K. was feeling under the weather today. Poor K. I said I hope she feels better soon. I don’t usually say things like that to people. I usually ignore what I perceive that they’re going through. I’m trying to change.
I want to bring snacks with me to the Mahjong gaming thing tomorrow evening. I just don’t know what to bring. I don’t want to spend any money, but I want to have something big enough to share. Curry is too involved for a snack at a board game parlor. Too messy and involved.
I could make bread? Breadsticks? I was thinking of making brownies. I don’t have sugar though. Hmm…. I don’t really have any snack food. Oh wait, I have almonds and walnuts! Still not really snack food…
I have canned peaches. Those are always good things to eat. But serving them would not be very easy for a group.
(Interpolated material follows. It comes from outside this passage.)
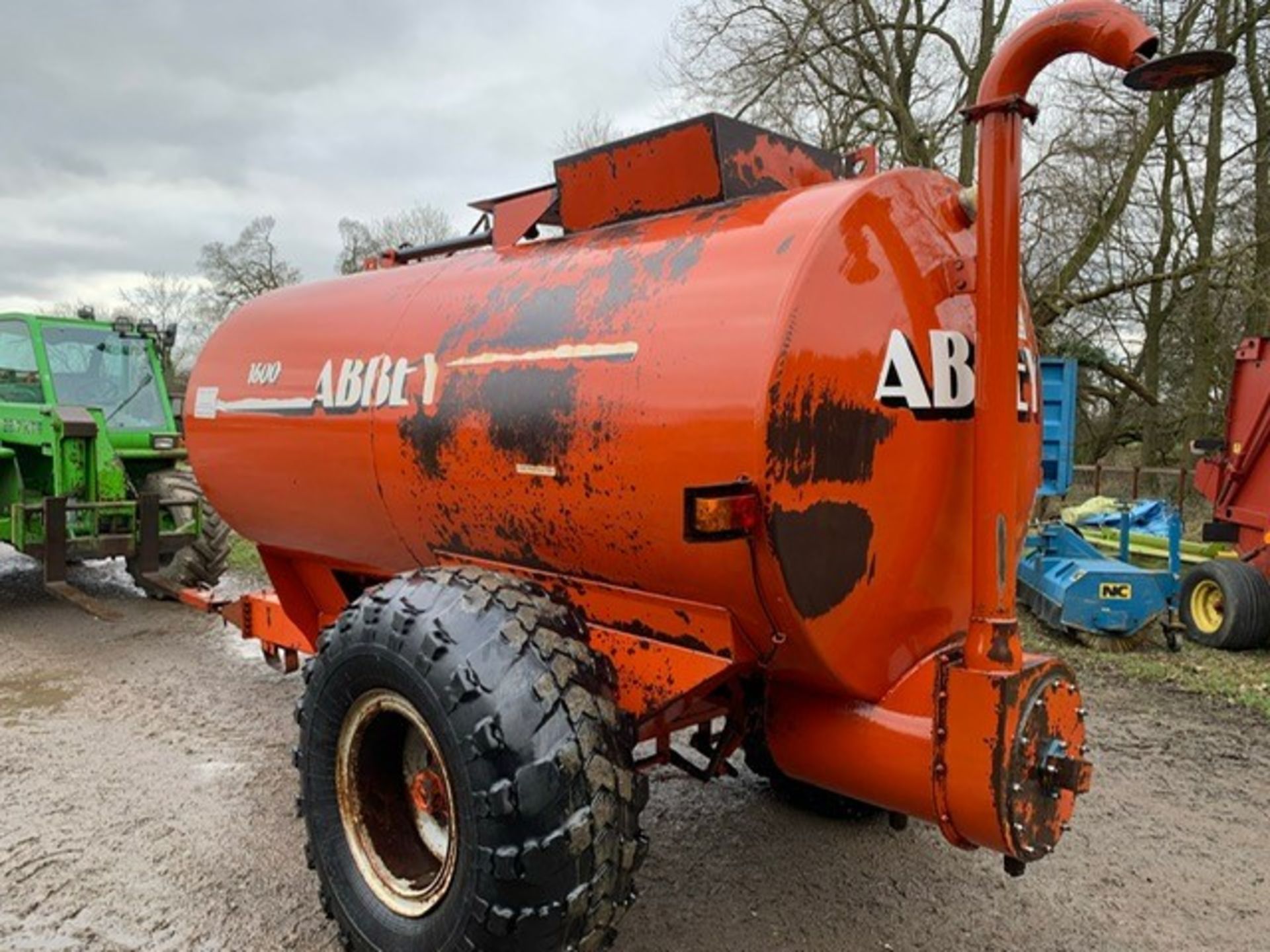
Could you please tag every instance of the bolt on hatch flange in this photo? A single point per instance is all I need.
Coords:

Maybe some sort of sandwiches or wraps? I was thinking of little smokies the other day. Lil’ smokies would be the perfect snack. Eat enough, and they’re a meal. They’re not messy either. The problem is that I’m vegan! Acquiring vegan sausage is definitely a possibility, but that brings me full circle to my comment on money. I can’t spend any money right now!
It’s hella budget time. I am going to use my coin jar and get some bills tomorrow. Then I’ll go see if there are any garage sales with owners brave enough to set up shop in this terrible weather!
I’m so sleepy. Time for a nap!
I’m grateful for naps because they rejuvenate me and help me compensate for a shitty sleep the night before.
I’m grateful for Mahjong because it’s a strategic game with a lot of potential for fun times with friends.
I’m grateful for thrift stores because they have a little bit of everything and their prices are very reasonable.